The lawyers said the court has placed itself in a position, which makes it difficult to accord the defendants a fair trial, among others. Notwithstanding, Judge Zotaa among other things insists that a judge could only recues himself from trial when he stands to benefit from the judgment personally. The judge said in the instant case, he stands to benefit nothing personal, and has no blood relations with the parties in the case.
For its part, the prosecution earlier resisted the defense motion, terming it as delay tactics employed by the defense, and pleaded on the court to dismiss said motion.
The prosecution argued that the defense failed, refused and neglected to show any ground under the practice of law where a judge recues himself from a trial without a demonstrating and convincing evidence.
It can be recalled that in 2010, Inspector Amos Tutu, assigned with the Police Support Unit, was allegedly burnt to death by angry mob and street gas sellers for allegedly shooting to death deactivated police officer Preston Davis.

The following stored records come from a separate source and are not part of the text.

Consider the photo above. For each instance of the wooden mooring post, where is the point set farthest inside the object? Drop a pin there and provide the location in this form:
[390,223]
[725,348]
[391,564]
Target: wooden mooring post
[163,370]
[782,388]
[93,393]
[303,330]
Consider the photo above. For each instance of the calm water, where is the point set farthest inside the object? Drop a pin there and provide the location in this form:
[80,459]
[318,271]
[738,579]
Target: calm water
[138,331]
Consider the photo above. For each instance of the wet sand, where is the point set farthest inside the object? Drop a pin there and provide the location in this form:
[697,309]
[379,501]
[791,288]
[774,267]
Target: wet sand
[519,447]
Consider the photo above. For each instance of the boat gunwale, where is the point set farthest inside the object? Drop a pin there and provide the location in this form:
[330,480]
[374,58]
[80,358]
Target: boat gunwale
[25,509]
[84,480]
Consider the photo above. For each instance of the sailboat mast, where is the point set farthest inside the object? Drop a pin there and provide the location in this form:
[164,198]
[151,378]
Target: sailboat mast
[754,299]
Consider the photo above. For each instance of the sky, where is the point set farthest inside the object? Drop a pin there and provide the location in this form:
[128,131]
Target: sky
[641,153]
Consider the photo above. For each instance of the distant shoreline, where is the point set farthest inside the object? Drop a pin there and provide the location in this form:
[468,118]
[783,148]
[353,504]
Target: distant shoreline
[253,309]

Court indictment says tussle ensued between late officer Tutu and Preston, when he (Tutu) had gone in demand of an amount he earlier paid to Preston for an apartment since he could not get the house. Preston allegedly struck Tutu with a gray galvanized pipe 4ft long and 6 inches wide, which reportedly caused Tutu to fire him (Preston) with his service arm (pistol).
In reaction to the incident, mob allegedly assisted by Patrick Davis of the Armed Forces of Liberia (AFL) attacked and overpowered Tutu and set him ablaze with half gallon of gas and matches.